Un millón de plantas para el cafetal: el MAG abre la renovación de 2023

Sostenibilidad; Cultivo y Procesamiento

Un millón de plantas para el cafetal: el MAG abre la renovación de 2023

En julio de 2023 el Ministerio de Agricultura y Ganadería (MAG) anunció un umbral concreto: más de un millón de plantas de café ya estaban en manos de pequeños productores de las cordilleras Apaneca-Ilamatepec, Bálsamo-Quezaltepec y Chichontepec. No era un gesto simbólico. Era el primer tramo de un plan para devolver vida a un parque envejecido, el mismo que sostiene la sombra, el agua y la taza que El Salvador exporta.

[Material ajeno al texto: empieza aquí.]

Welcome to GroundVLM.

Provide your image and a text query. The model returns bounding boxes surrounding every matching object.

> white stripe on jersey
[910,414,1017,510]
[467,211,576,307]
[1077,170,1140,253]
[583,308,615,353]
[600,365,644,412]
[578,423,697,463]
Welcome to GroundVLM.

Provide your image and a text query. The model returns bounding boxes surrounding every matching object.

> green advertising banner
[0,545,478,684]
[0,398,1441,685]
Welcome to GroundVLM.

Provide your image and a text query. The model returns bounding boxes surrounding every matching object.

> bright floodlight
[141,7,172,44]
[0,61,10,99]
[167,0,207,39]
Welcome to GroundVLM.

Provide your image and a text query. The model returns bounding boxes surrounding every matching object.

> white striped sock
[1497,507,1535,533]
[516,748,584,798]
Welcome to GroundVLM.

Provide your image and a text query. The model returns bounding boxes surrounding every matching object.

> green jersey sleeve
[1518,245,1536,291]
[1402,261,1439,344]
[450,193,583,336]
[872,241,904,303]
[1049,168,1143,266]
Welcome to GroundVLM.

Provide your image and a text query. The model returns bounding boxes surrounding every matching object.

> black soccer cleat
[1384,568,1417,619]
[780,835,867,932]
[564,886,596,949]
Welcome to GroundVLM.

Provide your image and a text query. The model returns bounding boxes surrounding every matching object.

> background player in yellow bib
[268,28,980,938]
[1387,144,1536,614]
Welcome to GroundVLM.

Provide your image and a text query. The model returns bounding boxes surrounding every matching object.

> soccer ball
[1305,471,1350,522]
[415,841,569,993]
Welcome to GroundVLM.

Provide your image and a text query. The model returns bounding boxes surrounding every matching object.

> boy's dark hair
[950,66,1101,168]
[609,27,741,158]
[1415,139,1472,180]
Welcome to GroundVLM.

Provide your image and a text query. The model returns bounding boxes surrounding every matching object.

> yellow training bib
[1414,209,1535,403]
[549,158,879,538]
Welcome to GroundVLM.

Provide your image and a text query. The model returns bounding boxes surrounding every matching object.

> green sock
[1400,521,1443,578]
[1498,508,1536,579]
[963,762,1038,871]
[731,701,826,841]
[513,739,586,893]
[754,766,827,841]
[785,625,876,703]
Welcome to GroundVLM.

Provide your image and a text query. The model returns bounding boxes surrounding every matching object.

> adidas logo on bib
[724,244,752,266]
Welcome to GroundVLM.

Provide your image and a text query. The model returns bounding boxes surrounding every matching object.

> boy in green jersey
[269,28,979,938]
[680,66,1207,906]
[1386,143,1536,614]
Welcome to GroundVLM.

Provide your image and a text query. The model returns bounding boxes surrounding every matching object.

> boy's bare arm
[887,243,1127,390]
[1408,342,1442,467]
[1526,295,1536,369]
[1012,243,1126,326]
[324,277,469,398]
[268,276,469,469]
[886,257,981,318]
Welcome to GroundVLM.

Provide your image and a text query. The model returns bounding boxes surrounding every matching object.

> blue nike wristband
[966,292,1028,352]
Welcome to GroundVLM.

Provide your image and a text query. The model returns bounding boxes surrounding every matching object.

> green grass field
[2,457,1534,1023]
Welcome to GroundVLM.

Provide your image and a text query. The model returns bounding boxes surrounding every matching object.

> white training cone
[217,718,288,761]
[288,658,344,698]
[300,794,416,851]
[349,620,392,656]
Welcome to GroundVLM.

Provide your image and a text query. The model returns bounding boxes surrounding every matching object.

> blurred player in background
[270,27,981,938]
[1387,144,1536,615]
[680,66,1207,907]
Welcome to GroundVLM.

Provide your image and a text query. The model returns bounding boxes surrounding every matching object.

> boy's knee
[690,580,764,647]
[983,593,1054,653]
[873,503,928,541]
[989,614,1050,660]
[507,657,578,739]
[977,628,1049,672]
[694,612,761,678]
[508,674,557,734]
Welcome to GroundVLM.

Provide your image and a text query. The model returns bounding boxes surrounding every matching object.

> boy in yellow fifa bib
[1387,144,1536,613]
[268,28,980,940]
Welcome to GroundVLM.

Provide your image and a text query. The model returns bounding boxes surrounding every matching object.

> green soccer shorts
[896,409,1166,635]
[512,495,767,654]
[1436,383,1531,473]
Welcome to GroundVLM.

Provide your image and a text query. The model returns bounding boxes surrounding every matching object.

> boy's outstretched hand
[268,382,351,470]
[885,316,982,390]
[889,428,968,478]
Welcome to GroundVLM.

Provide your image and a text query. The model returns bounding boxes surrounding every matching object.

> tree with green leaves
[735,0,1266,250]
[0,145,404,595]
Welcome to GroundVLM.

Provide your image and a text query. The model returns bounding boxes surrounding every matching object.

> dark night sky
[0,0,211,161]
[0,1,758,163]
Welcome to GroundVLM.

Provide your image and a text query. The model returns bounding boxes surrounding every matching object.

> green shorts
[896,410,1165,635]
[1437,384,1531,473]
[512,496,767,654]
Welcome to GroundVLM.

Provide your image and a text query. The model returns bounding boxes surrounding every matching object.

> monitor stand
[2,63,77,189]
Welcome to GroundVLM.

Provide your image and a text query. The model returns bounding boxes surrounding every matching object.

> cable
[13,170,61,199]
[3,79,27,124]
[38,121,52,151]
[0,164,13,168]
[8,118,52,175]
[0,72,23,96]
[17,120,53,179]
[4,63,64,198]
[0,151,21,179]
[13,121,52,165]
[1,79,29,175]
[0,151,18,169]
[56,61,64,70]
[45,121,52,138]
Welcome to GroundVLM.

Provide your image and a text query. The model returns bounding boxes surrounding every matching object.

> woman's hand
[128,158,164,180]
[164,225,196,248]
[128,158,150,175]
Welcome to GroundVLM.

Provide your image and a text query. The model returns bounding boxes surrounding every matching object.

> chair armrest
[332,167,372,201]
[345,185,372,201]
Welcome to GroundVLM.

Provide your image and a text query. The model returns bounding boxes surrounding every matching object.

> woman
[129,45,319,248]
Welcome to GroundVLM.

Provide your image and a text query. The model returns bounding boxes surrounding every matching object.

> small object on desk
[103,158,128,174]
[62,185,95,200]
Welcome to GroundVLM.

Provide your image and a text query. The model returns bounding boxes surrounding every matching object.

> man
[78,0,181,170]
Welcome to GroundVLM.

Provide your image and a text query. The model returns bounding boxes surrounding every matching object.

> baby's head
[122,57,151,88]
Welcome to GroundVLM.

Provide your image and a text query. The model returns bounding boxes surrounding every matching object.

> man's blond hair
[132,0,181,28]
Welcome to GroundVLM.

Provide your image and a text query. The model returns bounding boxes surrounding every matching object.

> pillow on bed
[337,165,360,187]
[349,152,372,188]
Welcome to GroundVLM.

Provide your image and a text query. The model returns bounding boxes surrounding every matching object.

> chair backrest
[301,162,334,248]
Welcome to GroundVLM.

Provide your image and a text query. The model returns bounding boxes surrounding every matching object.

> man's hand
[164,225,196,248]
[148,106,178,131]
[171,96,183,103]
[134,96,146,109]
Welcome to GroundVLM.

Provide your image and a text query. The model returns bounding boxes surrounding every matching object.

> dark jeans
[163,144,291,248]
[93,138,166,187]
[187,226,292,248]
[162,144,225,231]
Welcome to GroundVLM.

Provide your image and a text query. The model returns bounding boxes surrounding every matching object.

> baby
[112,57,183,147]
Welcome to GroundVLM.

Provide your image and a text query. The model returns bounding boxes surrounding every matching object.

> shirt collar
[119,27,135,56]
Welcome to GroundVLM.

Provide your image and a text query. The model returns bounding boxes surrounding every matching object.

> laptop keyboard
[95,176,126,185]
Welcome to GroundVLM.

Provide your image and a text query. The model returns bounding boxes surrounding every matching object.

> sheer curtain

De dónde salen las plantas y hacia dónde van

La entrega forma parte del Programa de Resiliencia Climática de los Bosques Cafetaleros (Forest Coffee Resilience), ejecutado con fondos de préstamo del Banco Interamericano de Desarrollo (BID), y del proyecto VIVICAFE, con financiamiento no reembolsable de la Cooperación Italiana. La inversión prevista para 2023 en la repoblación de las seis cordilleras cafetaleras suma 13 millones de dólares, entre fondos estatales y esos aliados.

El MAG se comprometió a distribuir, en total, 3 millones de plantas, incluidas Kenya, Geisha y Pacamara con pureza genética superior al 80 %. Las variedades ya entregadas en ese primer millón fueron Cuscatleco, Marsellesa y Anacafé 14: materiales más resistentes a la roya, pensados para que el productor no pierda la planta a los pocos años. El contraste es pedagógico. Un híbrido resistente sostiene el volumen y el dosel; un Geisha o un Pacamara de linaje limpio sostiene la taza de concurso. El país necesita ambos. Sin pureza genética, el Pacamara se “mezcla” en el vivero y la taza pierde el perfil que el comprador de especialidad busca.

La meta de campo es renovar más de 6.900 acres —unas 2.790 hectáreas— de sistemas agroforestales, en beneficio de más de 5.700 productores. El proyecto de resiliencia climática atenderá a 3.000 productores, de los cuales 1.250 son mujeres. Amílcar Landaverde, director general de Desarrollo Rural del MAG, subrayó ese recorte: el programa apoya de forma específica a las caficultoras.

El paquete no se limita a la bolsa de plántulas. Incluye asistencia técnica, fertilizantes foliares y de suelo, fungicidas, y árboles frutales y maderables. Renovar un cafetal, en lenguaje de finca, es cambiar la planta y no perder el dosel: sombra, agua y madera siguen siendo parte del mismo paisaje.

Una finca, 1.200 Marsellesa, una lección

Tulio Avilés, de la finca Los Hermanos en Juayúa, Sonsonate, recibió 1.200 plantas de Marsellesa para renovar y sembrar café nuevo. La cifra cabe en un vivero de patio; el principio no. Cada planta que sustituye a un árbol agotado es una cosecha futura con más hoja, más cereza y menos roya. Quien bebe un Marsellesa o un Pacamara salvadoreño está bebiendo, a menudo, esa decisión de arrancar y volver a plantar.

La lección para el lector es simple. El café de El Salvador no se defiende solo en la mesa de cata. Se defiende en el vivero público, en la cordillera y en la productora que recibe su lote. Un millón es el comienzo; tres millones es la escala que el MAG se puso para 2023. La taza que convence en el exterior nace, muchas veces, de una bolsa de plantas con nombre y apellido varietal.